Około godziny 19. 30 w policjanci z Oddziału Prewencji Policji z Gdańska patrolowali pieszo ul. Jana Winieckiego w Sopocie. Tam zobaczyli idącego w ich kierunku mężczyznę w kapturze, który na twarz miał założoną kominiarkę, a z tylnej kieszeni jego spodni wystawał pojemnik z farbą w sprayu. Policjanci zatrzymali mężczyznę, sprawdzili jego tożsamość i od razu ustalili, że 22-letni mieszkaniec Sopotu przed kilkoma minutami, zaledwie kilka metrów dalej, w tunelu pod torami kolejowymi wymalował czarną farbą na murze napisy o treści nawiązującej do jednego z trójmiejskich klubów piłkarskich. 22-latek został doprowadzony do policyjnej komendy, gdzie sporządzono niezbędną dokumentację.

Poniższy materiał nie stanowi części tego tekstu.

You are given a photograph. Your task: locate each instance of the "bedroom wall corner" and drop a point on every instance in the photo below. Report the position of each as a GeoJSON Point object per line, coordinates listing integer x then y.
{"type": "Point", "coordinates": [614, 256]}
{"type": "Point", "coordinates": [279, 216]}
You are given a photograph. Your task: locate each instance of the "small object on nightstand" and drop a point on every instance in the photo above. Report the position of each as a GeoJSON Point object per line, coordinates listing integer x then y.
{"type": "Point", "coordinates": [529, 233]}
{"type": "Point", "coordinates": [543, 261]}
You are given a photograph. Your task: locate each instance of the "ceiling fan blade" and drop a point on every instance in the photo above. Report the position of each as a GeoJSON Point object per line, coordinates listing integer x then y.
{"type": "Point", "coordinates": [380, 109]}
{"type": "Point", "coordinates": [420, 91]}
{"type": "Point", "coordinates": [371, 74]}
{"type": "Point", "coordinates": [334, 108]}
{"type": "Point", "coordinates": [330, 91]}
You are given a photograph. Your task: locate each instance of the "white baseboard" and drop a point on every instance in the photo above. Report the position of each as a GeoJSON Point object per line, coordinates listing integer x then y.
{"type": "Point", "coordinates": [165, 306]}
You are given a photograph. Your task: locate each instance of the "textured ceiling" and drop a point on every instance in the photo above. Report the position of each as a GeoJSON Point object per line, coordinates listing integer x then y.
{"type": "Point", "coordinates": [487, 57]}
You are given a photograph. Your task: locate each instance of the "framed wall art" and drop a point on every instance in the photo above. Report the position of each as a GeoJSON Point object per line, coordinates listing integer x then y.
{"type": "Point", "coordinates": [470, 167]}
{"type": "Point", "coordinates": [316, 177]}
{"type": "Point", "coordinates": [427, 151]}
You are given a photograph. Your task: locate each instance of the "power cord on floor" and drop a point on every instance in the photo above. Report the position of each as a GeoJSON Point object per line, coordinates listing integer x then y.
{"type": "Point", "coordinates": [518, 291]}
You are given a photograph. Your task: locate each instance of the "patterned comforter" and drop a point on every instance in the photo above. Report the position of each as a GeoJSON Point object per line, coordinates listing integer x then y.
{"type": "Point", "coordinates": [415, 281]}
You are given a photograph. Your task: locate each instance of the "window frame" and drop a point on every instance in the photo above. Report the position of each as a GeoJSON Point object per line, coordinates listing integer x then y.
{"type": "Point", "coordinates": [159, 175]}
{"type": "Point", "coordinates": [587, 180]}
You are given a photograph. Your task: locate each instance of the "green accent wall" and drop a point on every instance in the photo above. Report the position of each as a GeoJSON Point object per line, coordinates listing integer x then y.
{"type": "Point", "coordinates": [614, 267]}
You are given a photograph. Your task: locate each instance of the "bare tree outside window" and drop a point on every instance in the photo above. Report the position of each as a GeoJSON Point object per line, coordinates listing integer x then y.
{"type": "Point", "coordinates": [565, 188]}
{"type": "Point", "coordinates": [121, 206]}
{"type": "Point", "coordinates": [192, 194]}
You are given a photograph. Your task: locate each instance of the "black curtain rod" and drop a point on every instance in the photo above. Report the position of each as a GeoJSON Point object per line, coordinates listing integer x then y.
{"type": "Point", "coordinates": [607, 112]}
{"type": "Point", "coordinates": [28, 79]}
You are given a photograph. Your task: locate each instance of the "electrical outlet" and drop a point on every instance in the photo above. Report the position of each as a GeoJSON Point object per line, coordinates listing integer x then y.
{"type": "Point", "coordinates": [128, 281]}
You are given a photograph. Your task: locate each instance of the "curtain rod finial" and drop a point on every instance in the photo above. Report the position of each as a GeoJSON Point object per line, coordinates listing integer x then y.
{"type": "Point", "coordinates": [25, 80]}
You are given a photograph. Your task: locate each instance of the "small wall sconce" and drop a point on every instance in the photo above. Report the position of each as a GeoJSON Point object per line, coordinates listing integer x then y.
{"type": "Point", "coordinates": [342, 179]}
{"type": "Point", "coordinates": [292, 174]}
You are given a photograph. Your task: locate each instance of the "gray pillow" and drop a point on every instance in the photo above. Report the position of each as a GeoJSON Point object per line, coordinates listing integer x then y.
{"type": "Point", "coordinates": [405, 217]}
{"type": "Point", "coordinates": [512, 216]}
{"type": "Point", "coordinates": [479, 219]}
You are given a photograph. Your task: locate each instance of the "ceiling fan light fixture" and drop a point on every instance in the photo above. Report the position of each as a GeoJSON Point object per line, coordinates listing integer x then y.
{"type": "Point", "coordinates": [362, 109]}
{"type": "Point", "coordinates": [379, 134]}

Policjanci oprócz wykonania oględzin porysowanej elewacji ustalają osobę pokrzywdzoną i sprawdzają, czy zatrzymany przez policjantów 22-latek nie był sprawcę innych tego rodzaju wykroczeń. Wobec mężczyzny policjanci skierują wniosek o jego ukaranie do Sądu Rejonowego w Sopocie.
Za nielegalne umieszczanie napisów bez zgody właściciela, kodeks wykroczeń przewiduje karę ograniczenia wolności lub grzywny. Ponadto sąd może nakazać sprawcy przywrócenie wyglądu elewacji do stanu pierwotnego.